Working in the Netherlands
Andrei Geim took his first full-time position in 1994, when he became an assistant professor at the University of Nijmegen, where he studied mesoscopic superconductivity. He later obtained Dutch citizenship. One of his graduate students was Konstantin Novoselov, who became his main scientific partner. However, according to Geim, his academic career in the Netherlands was far from cloudless. He was offered a professorship in Nijmegen and Eindhoven, but he refused, as he found the Dutch academic system too hierarchical and full of petty politicking, it is completely different from the British, where every employee is equal. In his Nobel lecture, Game later said that this situation was a bit surreal, since outside the university he was warmly received everywhere, including him scientific director and other scientists.
Moving to the UK
In 2001, Game became professor of physics at the University of Manchester, and in 2002 was appointed director of the Manchester Center for Mesoscience and Nanotechnology and Professor Langworthy.

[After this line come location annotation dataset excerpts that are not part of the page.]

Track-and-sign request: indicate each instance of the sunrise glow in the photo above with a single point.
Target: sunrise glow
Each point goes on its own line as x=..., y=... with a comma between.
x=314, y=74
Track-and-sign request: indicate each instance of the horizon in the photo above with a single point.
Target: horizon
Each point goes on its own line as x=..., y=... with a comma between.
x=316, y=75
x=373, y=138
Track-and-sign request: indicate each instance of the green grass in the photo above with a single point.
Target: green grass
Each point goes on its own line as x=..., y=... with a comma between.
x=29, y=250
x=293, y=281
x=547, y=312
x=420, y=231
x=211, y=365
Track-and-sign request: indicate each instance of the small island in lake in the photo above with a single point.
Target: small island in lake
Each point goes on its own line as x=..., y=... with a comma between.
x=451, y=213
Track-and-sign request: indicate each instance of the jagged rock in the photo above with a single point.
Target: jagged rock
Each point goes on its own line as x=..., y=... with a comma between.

His wife and longtime co-author Irina Grigorieva also moved to Manchester as a teacher. Later they were joined by Konstantin Novoselov. Since 2007, Geim has been a Senior Fellow of the Council for Engineering and Physics scientific research... In 2010, the University of Nijmegen appointed him professor of innovative materials and nanoscience.
Research
Game was able to find an easy way to isolate one layer of graphite atoms, known as graphene, in collaboration with scientists from the University of Manchester and IMT. In October 2004, the group published the results of their work in the journal Science.
Graphene consists of a layer of carbon, the atoms of which are arranged in the form of two-dimensional hexagons. It is the thinnest material in the world and also one of the strongest and hardest. The substance has many potential uses and is an excellent alternative to silicon. One of the earliest uses of graphene could be in the development of flexible touch screens, Geim said. He has not patented new material because it would require a specific area of application and a partner in the industry to do so.

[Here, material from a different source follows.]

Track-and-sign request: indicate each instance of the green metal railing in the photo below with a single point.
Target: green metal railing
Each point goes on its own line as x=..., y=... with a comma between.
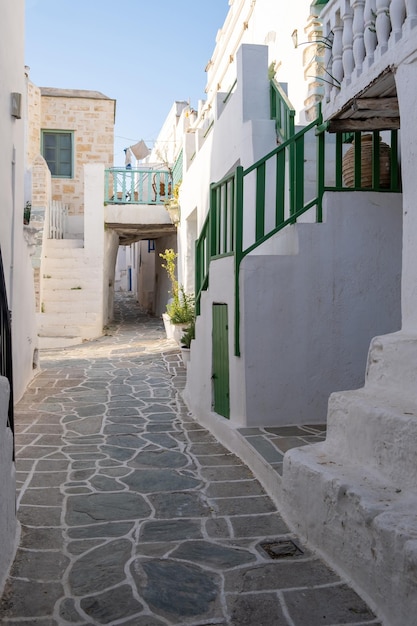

The physicist was developing a biomimetic adhesive that became known as gecko tape because of the stickiness of the gecko's limbs. These studies are still in the early stages, but they already give hope that in the future people will be able to climb ceilings like Spider-Man.
In 1997, Geim investigated the effects of magnetism on water, leading to the famous discovery of direct diamagnetic levitation of water, which was best known for the demonstration of a levitating frog. He also worked on superconductivity and mesoscopic physics.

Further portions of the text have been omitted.